Stevenson et Soljénitsyne. Deux destins, deux existences vécues à plus de trente ans et des miles de distance, mais une même mission : écrire. Témoigner de l’universalité des choses par l’intime des mots pour parler aux hommes.
Ainsi les éditions Robert Laffont, sous la direction de François Rivière et Emmanuel Roussel, ont-elles éditées un « Bouquins » entièrement dévolu à l’auteur de « L’étrange Cas du Dr Jekyll et de Mr Hyde ». Deuxième volume des œuvres romanesques de Stevenson à figurer dans cette collection, « Le Prisonnier d’Edimbourg et autres récits » s’y voit coiffé de l’estampille de quatre romans et deux nouvelles se détachant comme des récifs aux affûts brillants parmi les textes méconnus du vaste continent livresque de « RLS ». Première à ouvrir le recueil et adoubée de la critique enthousiaste d’un Borges volontiers disert lorsqu’on en venait au chapitre Stevenson, la nouvelle « Les Gais Lurons » saborde le traditionnel et chaleureux roman victorien en retournant la courtepointe du récit fantastique. Sur ces îles de la côte ouest de l’Ecosse préfigurant l’atmosphère à énigmes et les pirateries merveilleuses de « L’Île au trésor », les idéaux sont rarement purs, et le cœur de l’homme ne se teinte de rouge vertu que débarrassé des fols illusions qui l’habitent.
S’ensuivent quelques centaines de pages nostalgiques ou téméraires, que le lecteur amoureux de l’œuvre de Stevenson découvre avec un ravissement semblable à celui qu’éprouve un homme repêchant une bouteille crachée par les flots, et tirant de ses flancs vitreux…une lettre. A ce titre, les romans maritimes « Le Trafiquant d’épaves » et « Le Creux de la vague » se voient restitués avec la complicité scripturaire de Lloyd Osborne, beau-fils de Stevenson, fils de Fanny Osborne et « muse », si l’on peut dire, littéraire du Stevenson écrivain. Car celui que les Samoans de Vailima surnommaient « Tusitala » (le conteur d’histoires) fut aussi, à l’instar d’un J.M. Barrie, un grand amoureux et une figure paternelle. « Le Prisonnier d’Edimbourg et autres récits » se referme d’ailleurs sur un portrait inédit de RLS par Lloyd Osborne. De quoi accompagner, année après année dès ses 26 ans, le cheminement intérieur du romancier grâce au témoignage d’affection que lui porta a posteriori le « petit » Lloyd, et qui commence par ces mots en guise de bonjour : « C’est à la vieille auberge de Grez-sur-Loing que je vis Robert Louis Stevenson pour la première fois. J’avais huit ans… »

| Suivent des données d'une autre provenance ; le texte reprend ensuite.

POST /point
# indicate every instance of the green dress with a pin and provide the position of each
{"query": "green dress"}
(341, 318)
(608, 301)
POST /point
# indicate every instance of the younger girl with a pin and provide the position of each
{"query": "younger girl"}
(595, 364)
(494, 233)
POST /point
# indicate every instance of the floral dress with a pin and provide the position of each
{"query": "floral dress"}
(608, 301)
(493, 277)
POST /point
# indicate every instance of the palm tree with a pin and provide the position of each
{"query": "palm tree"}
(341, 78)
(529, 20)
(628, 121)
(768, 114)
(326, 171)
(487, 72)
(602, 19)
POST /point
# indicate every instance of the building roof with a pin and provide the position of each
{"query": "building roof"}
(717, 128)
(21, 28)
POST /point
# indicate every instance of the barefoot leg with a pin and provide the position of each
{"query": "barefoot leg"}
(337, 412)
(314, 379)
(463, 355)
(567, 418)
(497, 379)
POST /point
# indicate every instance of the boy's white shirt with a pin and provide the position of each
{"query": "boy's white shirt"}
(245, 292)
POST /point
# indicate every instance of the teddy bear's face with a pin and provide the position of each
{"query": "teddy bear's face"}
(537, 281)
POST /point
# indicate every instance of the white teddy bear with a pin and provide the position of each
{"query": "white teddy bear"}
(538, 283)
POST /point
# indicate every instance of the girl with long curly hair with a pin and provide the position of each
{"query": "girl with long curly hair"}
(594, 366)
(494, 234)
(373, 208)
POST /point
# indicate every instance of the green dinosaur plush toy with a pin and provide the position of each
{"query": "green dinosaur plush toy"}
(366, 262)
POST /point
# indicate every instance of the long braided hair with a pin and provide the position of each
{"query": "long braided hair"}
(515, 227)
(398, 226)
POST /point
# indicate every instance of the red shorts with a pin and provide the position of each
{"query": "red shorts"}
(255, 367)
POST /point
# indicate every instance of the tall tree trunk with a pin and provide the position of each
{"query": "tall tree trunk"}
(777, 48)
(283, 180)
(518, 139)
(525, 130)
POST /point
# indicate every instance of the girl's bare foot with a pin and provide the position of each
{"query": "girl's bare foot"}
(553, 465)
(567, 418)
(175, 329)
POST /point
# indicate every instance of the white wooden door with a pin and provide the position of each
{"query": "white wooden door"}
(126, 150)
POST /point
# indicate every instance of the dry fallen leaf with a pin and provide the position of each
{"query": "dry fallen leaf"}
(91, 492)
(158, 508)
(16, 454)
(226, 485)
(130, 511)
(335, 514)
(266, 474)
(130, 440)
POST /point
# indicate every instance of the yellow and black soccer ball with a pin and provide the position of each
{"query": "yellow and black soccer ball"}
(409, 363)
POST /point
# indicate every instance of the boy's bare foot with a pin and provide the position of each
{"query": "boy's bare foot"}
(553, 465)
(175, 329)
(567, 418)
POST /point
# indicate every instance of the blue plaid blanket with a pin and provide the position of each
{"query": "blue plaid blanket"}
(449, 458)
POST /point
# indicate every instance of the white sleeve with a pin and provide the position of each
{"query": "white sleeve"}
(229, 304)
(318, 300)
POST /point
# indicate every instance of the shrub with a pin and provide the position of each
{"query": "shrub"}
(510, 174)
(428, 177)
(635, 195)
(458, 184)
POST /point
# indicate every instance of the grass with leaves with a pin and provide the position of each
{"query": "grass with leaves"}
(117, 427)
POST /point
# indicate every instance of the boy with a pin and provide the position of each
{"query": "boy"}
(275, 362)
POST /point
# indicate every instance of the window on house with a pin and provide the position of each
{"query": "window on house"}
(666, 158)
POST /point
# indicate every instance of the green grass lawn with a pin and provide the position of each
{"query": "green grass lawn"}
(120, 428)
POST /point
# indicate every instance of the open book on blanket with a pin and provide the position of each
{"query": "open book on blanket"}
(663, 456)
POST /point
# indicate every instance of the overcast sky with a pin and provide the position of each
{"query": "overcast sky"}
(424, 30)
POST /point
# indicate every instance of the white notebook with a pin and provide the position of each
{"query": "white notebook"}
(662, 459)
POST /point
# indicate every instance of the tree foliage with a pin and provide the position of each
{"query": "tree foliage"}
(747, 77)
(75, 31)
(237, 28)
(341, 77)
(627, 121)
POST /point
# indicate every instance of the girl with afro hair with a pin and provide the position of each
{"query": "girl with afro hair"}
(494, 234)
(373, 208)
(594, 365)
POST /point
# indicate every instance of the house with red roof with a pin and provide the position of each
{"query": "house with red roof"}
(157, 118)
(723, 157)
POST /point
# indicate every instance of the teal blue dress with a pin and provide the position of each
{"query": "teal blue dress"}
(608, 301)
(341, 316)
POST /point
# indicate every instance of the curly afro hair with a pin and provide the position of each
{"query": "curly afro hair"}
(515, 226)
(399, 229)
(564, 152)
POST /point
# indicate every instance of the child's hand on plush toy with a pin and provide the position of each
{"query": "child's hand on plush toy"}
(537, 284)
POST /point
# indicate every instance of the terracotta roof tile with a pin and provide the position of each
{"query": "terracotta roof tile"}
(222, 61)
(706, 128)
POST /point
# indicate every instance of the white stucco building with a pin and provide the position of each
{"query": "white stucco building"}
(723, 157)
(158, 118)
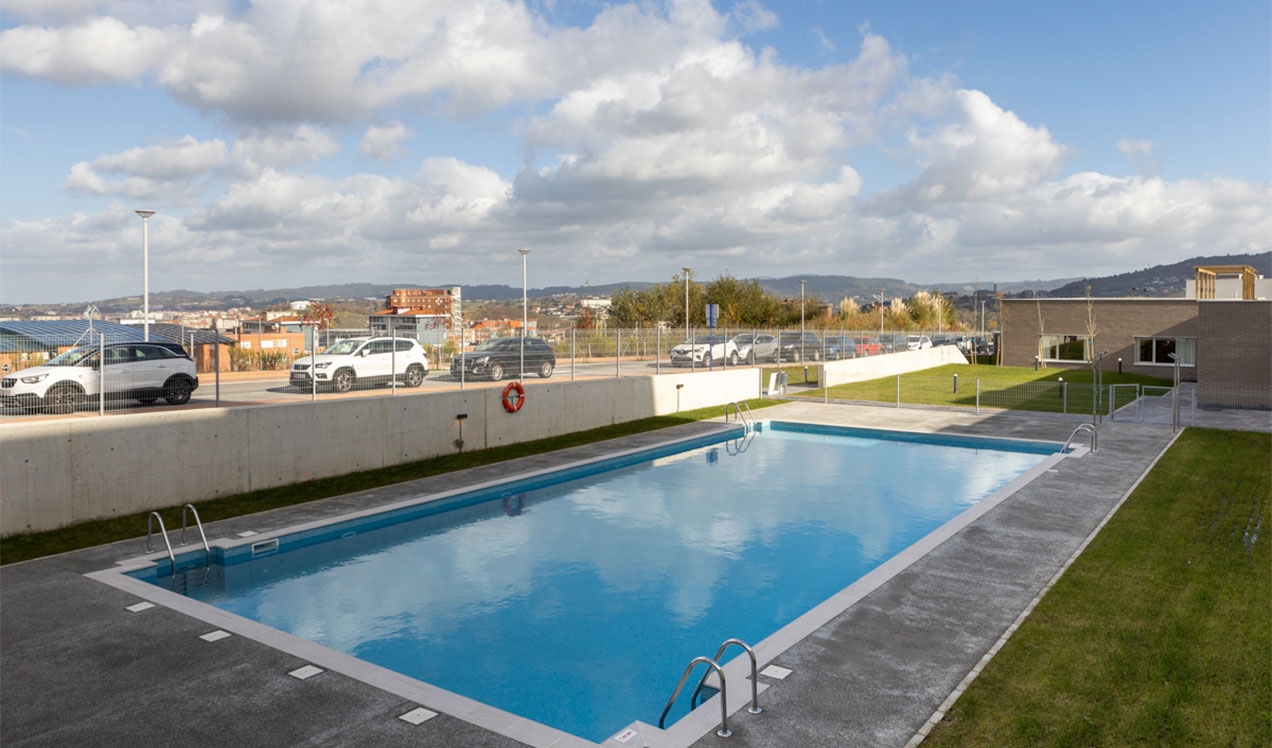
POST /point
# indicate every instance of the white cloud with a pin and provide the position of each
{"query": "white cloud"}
(753, 17)
(383, 143)
(284, 146)
(1144, 155)
(164, 169)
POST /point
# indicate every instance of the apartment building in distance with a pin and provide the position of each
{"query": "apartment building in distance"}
(430, 316)
(1220, 331)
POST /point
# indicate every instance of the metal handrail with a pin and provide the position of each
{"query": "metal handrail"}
(747, 419)
(754, 676)
(199, 524)
(724, 702)
(1095, 436)
(163, 532)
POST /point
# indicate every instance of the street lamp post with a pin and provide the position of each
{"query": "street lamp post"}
(801, 356)
(880, 316)
(520, 375)
(687, 271)
(145, 271)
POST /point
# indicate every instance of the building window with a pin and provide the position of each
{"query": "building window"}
(1155, 351)
(1066, 347)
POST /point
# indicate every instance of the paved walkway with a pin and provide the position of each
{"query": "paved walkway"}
(80, 669)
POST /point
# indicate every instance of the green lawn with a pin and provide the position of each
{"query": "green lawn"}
(1160, 632)
(1001, 387)
(87, 534)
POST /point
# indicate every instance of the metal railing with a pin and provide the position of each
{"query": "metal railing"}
(754, 676)
(724, 700)
(748, 420)
(163, 531)
(1081, 428)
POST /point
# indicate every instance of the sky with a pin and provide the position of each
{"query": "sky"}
(289, 143)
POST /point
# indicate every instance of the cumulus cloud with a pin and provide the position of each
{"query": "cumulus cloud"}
(163, 169)
(753, 17)
(653, 135)
(283, 146)
(1142, 154)
(383, 143)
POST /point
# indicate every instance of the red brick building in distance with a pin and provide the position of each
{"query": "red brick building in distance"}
(430, 316)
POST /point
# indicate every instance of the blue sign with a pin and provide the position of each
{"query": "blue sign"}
(712, 314)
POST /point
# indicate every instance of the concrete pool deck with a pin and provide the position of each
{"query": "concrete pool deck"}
(79, 668)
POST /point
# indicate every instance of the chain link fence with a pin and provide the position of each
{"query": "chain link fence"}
(117, 369)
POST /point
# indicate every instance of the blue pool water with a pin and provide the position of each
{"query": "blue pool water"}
(579, 603)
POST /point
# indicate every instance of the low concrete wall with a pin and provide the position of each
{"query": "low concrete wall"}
(889, 364)
(55, 473)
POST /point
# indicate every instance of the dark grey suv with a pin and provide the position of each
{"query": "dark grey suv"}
(794, 346)
(500, 356)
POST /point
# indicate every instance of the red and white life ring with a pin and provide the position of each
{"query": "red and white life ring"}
(514, 403)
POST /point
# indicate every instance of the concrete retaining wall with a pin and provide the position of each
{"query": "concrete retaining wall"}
(888, 365)
(54, 473)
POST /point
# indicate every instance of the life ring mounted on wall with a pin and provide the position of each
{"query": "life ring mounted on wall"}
(510, 402)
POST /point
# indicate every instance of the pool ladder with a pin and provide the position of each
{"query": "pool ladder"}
(748, 420)
(714, 665)
(1095, 436)
(191, 578)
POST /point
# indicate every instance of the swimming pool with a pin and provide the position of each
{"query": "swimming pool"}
(575, 598)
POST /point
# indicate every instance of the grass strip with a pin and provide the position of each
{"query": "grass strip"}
(85, 534)
(1001, 388)
(1158, 634)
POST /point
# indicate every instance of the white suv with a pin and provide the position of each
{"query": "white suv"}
(143, 370)
(363, 360)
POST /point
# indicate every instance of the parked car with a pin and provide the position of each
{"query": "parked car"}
(756, 347)
(702, 350)
(838, 347)
(868, 346)
(363, 360)
(500, 356)
(138, 370)
(893, 342)
(794, 346)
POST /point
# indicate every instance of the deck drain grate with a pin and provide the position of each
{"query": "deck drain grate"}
(305, 672)
(417, 715)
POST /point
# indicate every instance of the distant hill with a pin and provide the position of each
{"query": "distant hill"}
(829, 288)
(1159, 280)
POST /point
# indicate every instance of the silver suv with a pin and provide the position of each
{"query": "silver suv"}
(143, 370)
(363, 360)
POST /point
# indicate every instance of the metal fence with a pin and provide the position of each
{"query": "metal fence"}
(258, 368)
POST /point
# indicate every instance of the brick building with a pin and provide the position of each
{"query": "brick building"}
(430, 316)
(1224, 345)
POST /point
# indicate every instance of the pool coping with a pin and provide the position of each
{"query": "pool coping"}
(683, 733)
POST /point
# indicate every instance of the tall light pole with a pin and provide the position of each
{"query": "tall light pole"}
(880, 314)
(801, 319)
(145, 271)
(525, 317)
(687, 271)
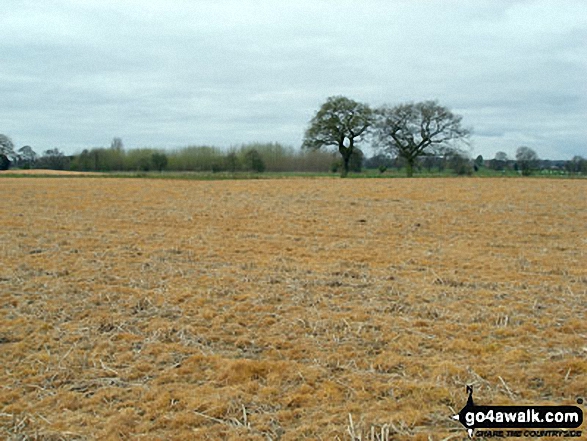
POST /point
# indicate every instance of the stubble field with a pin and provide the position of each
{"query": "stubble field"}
(282, 309)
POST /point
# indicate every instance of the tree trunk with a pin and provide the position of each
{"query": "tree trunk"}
(346, 153)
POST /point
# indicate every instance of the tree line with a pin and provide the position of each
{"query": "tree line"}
(408, 136)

Que ceux que « L’Archipel du Goulag » et l’épopée de « La Roue rouge » ont durablement marqué se réjouissent, les éditions Fayard viennent enfin de réunir sept récits éparpillés, auxquels s’ajoutent deux restés jusque là totalement inédits. C’est donc sous une couverture au givre craquant et au titre sucré « La confiture d’abricots et autres récits » que se cachent neuf fragments, tantôt absurdes, tantôt salubres, écrits de la plume lucide d’Alexandre Soljénitsyne.
Commencée dès la première moitié des années 1990, la rédaction de ces histoires accompagnera Soljénitsyne dans son retour en Russie après 20 ans d’exil américain. Le mal de la mère patrie innerve par touches ces neuf clichés du pays, comme si l’Histoire, celle avec un grand H, renouait avec une certaine urgence à la raconter par des faits dérisoires, sublimes, grotesques et édifiants. Ainsi de la première nouvelle qui donne son titre à l’ouvrage. Laquelle dépeint à l’encre caustique la visite du professeur d’art cinématographique (sic !) Kiprianovitch chez l’Ecrivain dans sa datcha. Ici, on craint la caricature (il n’en sera rien), quand tout fleure bon l’ironie tragicomique d’opérette : « Un grand bureau en chêne sans livres ni papiers amoncelés, mais garni d’un encrier puissant (il représentait le Kremlin : sans doute l’un des cadeaux du jubilé)… » (page 21). Et plus loin (page 28), suivant une rhétorique de génie échappée de la bouche du camarade Ecrivain : « Si Léon Tolstoï avait eu la pensée aussi claire que le camarade Staline, il ne se serait pas empêtré dans de longues phrases. » CQFD…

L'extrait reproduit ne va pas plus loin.